The major impact of the EOSC-hub project will be a significant reduction in the fragmentation of the IT facilities, services and tools for data-intensive research and innovation in Europe. By bringing together a broad range of services from general and domain-specific research e-Infrastructures under a common integration and operation layer, EOSC-hub fosters new modes of working for collaborative research. This initiative is well aligned with the three main goals of the European research and innovation policy:
• Open Science: EOSC-hub is a first implementation step of the EOSC vision. The project will establish the integration and operation layer that will federate services and tools for scientific collaboration, experiments and analysis and will make scientific knowledge more accessible.
• Open Innovation: EOSC-hub stimulates the creation of an open ecosystem of services that can be connected by interested providers in response to users’ needs. It will also provide a joint Digital Innovation Hub (DIH) to facilitate business partnerships, the private sector and the publicly-funded providers to support research or to move quickly research results to market. It also supports policy makers by providing added-value services that offer discipline and community-specific data analytics capabilities.
• Openness to the world: EOSC-hub involves international research collaborations that bring together data sources, services and people to tackle global research and societal challenges.
Expected results to maximize impact
• Creation of a portfolio that initially integrates services from EGI, EUDAT and research communities, and that is expanded with an increasingly large set of services and resources from external providers that are onboarded through the EOSC Portal.
• Harmonisation of service management processes and policies for the operation of federated services.

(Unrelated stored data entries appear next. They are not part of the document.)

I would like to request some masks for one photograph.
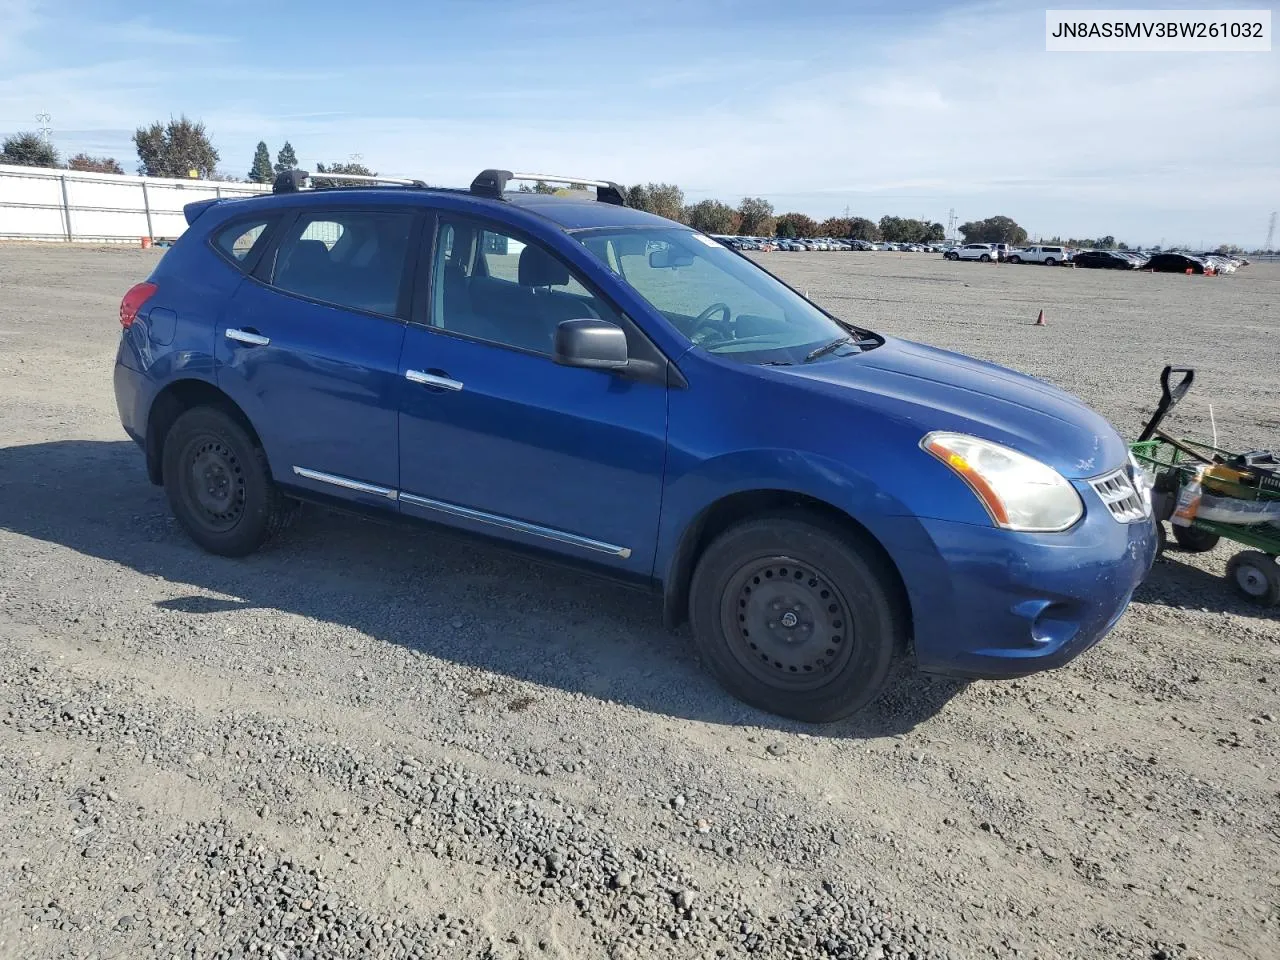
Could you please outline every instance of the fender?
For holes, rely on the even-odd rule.
[[[764,510],[799,501],[836,515],[836,522],[843,519],[861,528],[893,565],[913,610],[918,603],[938,599],[938,590],[949,590],[945,578],[930,586],[931,578],[919,576],[925,569],[942,569],[937,548],[920,520],[866,474],[849,463],[814,453],[745,450],[703,461],[669,478],[653,571],[662,585],[668,622],[683,616],[680,608],[705,519],[717,505],[745,494],[758,494]]]

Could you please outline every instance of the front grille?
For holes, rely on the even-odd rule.
[[[1150,518],[1151,501],[1145,495],[1145,485],[1139,486],[1141,483],[1139,480],[1135,484],[1125,467],[1089,481],[1111,515],[1121,523],[1137,523]]]

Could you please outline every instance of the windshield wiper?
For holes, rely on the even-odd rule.
[[[851,343],[852,341],[853,341],[853,337],[840,337],[837,340],[832,340],[830,343],[824,343],[822,346],[818,347],[816,350],[810,350],[809,353],[805,356],[804,362],[810,363],[814,360],[817,360],[819,357],[825,357],[832,350],[839,350],[846,343]]]

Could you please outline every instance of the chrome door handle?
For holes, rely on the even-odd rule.
[[[251,330],[236,330],[228,327],[225,334],[228,340],[235,340],[237,343],[247,343],[251,347],[265,347],[271,342],[270,337],[264,337],[260,333],[254,333]]]
[[[441,390],[452,390],[454,393],[462,389],[461,380],[450,380],[448,377],[427,373],[425,370],[406,370],[404,378],[410,383],[420,383],[426,387],[438,387]]]

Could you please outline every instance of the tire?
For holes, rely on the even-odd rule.
[[[981,260],[983,263],[990,263],[990,262],[991,262],[991,255],[990,255],[990,254],[986,254],[986,253],[984,253],[984,254],[983,254],[982,256],[980,256],[978,259],[979,259],[979,260]]]
[[[954,262],[954,261],[956,261],[956,260],[959,260],[959,259],[960,259],[960,254],[958,254],[958,253],[948,253],[946,258],[947,258],[948,260],[951,260],[951,261],[953,261],[953,262]]]
[[[1264,607],[1280,604],[1280,566],[1258,550],[1245,550],[1227,561],[1227,576],[1246,598]]]
[[[1180,527],[1173,524],[1173,539],[1187,553],[1208,553],[1218,545],[1222,538],[1216,533],[1201,530],[1198,527]]]
[[[1044,258],[1044,265],[1045,265],[1046,267],[1052,267],[1052,266],[1053,266],[1055,263],[1057,263],[1057,262],[1058,262],[1058,261],[1057,261],[1057,260],[1055,260],[1055,259],[1053,259],[1053,257],[1045,257],[1045,258]]]
[[[163,477],[178,523],[219,556],[252,553],[298,511],[276,488],[262,449],[215,407],[193,407],[174,421],[164,441]]]
[[[805,513],[732,527],[699,558],[689,589],[711,674],[739,700],[806,723],[871,703],[905,645],[883,559],[824,527]]]
[[[1169,549],[1169,531],[1164,528],[1164,524],[1159,520],[1156,521],[1156,559],[1163,560],[1164,552]]]
[[[1009,262],[1010,262],[1010,263],[1021,263],[1021,262],[1022,262],[1022,258],[1021,258],[1021,257],[1010,257],[1010,258],[1009,258]]]

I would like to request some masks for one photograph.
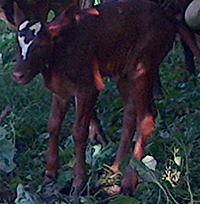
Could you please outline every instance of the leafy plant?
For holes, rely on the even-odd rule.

• The EOSC DIH to stimulate the innovation potential of research infrastructures, SMEs/industry, and other innovative actors through new business opportunities.
• New business models that simplify the purchasing of services from both publicly funded and commercial providers.
• A network of training experts within and from outside the consortium and the delivery of trainings in different areas.
• Technical and service roadmaps to ensure a coherent evolution of the technical solutions and service offering, and increase cross-provider service composability through interoperability guidelines.
• Transnational access to services and resources, opening them to all user groups including researchers, high-education, business organisations through the virtual access mechanism.
• Engage with potential EOSC users via Competence Centres and the EOSC Early Adopter Programme.